Lydia Allen wrote to a Baptist newspaper before she died, saying her family didn't attend church anymore because ``the rejection runs too deep.''
Young Matthew said he's not interested in churches because they ``kicked me out,'' but he believes in ``a peaceful place'' of eternal life with his mother and brother.
Jimmy Allen said he's not mad at God for the scourge he and his family have endured.
``I've never had anger at God over this. On the contrary, this has helped me to know God in his suffering presence in a much deeper way than I ever did before,'' he said.

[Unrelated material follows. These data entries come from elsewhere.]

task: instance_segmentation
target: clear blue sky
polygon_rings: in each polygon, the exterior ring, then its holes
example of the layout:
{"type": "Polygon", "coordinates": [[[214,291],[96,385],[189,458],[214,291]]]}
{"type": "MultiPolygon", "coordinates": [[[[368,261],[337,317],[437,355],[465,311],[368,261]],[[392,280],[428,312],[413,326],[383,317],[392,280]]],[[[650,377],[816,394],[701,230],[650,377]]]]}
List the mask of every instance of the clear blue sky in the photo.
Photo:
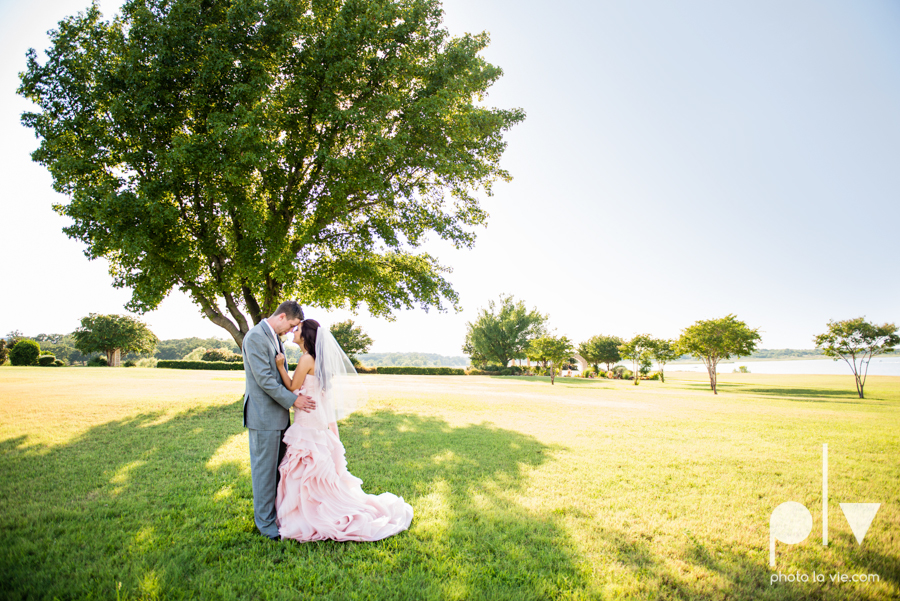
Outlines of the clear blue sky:
{"type": "MultiPolygon", "coordinates": [[[[61,232],[61,199],[18,121],[26,49],[86,6],[0,2],[0,334],[69,332],[128,299],[61,232]]],[[[118,3],[101,6],[111,16],[118,3]]],[[[489,104],[528,117],[474,250],[428,248],[454,268],[464,311],[361,314],[373,351],[460,354],[465,322],[501,293],[576,342],[675,337],[735,313],[763,347],[810,348],[831,318],[900,320],[900,4],[444,8],[451,32],[491,33],[484,54],[505,76],[489,104]]],[[[144,319],[162,338],[225,336],[179,294],[144,319]]]]}

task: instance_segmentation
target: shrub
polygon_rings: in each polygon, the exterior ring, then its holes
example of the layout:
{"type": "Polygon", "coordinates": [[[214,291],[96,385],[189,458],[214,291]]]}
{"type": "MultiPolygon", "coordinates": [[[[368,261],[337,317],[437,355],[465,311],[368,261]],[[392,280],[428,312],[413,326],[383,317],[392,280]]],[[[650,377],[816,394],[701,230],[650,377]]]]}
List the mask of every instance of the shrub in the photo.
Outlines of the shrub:
{"type": "Polygon", "coordinates": [[[650,374],[649,376],[647,376],[645,378],[641,378],[641,379],[642,380],[659,380],[659,372],[655,371],[652,374],[650,374]]]}
{"type": "Polygon", "coordinates": [[[106,357],[94,357],[87,364],[88,367],[107,367],[109,362],[106,360],[106,357]]]}
{"type": "Polygon", "coordinates": [[[13,365],[37,365],[41,355],[41,345],[34,340],[22,339],[9,351],[9,360],[13,365]]]}
{"type": "Polygon", "coordinates": [[[9,347],[6,345],[6,339],[0,338],[0,365],[6,363],[9,359],[9,347]]]}
{"type": "Polygon", "coordinates": [[[243,357],[227,348],[212,348],[203,353],[201,361],[243,361],[243,357]]]}
{"type": "Polygon", "coordinates": [[[56,357],[53,355],[41,355],[38,357],[38,365],[41,367],[50,367],[56,363],[56,357]]]}
{"type": "Polygon", "coordinates": [[[159,361],[156,357],[144,357],[143,359],[137,360],[138,367],[156,367],[156,363],[159,361]]]}
{"type": "Polygon", "coordinates": [[[41,357],[46,357],[47,355],[52,355],[53,351],[41,351],[41,357]]]}
{"type": "Polygon", "coordinates": [[[56,361],[53,362],[53,367],[65,367],[65,366],[66,366],[66,362],[62,361],[61,359],[57,359],[56,361]]]}
{"type": "Polygon", "coordinates": [[[243,370],[244,363],[236,361],[157,361],[156,367],[168,369],[214,369],[214,370],[243,370]]]}
{"type": "Polygon", "coordinates": [[[360,363],[359,365],[354,365],[354,367],[356,368],[356,373],[358,373],[358,374],[377,374],[378,373],[377,367],[366,367],[362,363],[360,363]]]}
{"type": "Polygon", "coordinates": [[[132,361],[131,359],[129,359],[128,361],[126,361],[125,363],[122,364],[122,367],[136,367],[136,366],[137,366],[137,362],[132,361]]]}
{"type": "Polygon", "coordinates": [[[202,361],[203,355],[205,355],[205,354],[206,354],[206,347],[198,346],[197,348],[192,350],[190,353],[185,355],[184,358],[182,359],[182,361],[202,361]]]}
{"type": "Polygon", "coordinates": [[[379,367],[380,374],[404,374],[416,376],[464,376],[466,370],[458,367],[379,367]]]}

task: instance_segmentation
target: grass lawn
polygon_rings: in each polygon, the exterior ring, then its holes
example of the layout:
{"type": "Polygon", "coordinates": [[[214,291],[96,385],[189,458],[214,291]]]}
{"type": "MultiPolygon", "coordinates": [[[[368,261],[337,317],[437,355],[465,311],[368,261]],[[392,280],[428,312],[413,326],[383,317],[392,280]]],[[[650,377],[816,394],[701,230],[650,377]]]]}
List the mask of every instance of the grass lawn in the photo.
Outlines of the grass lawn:
{"type": "Polygon", "coordinates": [[[349,468],[412,526],[299,544],[255,532],[242,374],[0,368],[0,598],[900,597],[900,378],[363,377],[349,468]],[[785,501],[813,530],[770,568],[785,501]],[[848,502],[881,503],[862,545],[848,502]]]}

``God isn't the author of evil. He feels the pain and suffering even more than we can feel it,'' the minister said.
``I've received a more peripheral vision of God, seeing that he's bigger and more involved in the suffering of our lives than I ever thought he was,'' Allen said.
``I've been grateful for the way God has nurtured us. We couldn't have made it through this without God's nurturing,'' he said.
He said ``Burden of A Secret'' isn't an attack on unsympathetic churches, but ``telling the truth in love'' about how many churches still haven't confronted their fear and shame about AIDS and aren't following the example of Jesus.
``Jesus was the first man on record who voluntarily touched a leper, and it didn't give him leprosy, it gave lepers healing.
``In this book, I talk about how the churches have left the care of people with AIDS mainly to the entertainment community and the gay community,'' Allen said, adding: ``Churches should be leading the way in that.''
He said what's holding them back is that there's still much misinformation and fear about AIDS.
``Many people don't believe it's as difficult to transmit as it is. It's among the hardest diseases in human experience to transmit or to catch, because it occurs only through the contact of body fluids,'' Allen said.
``AIDS touches all kinds of people, but even if it were just confined to gays and lesbians, that would be all the more reason to reach out to people who are dying from it,'' Allen said.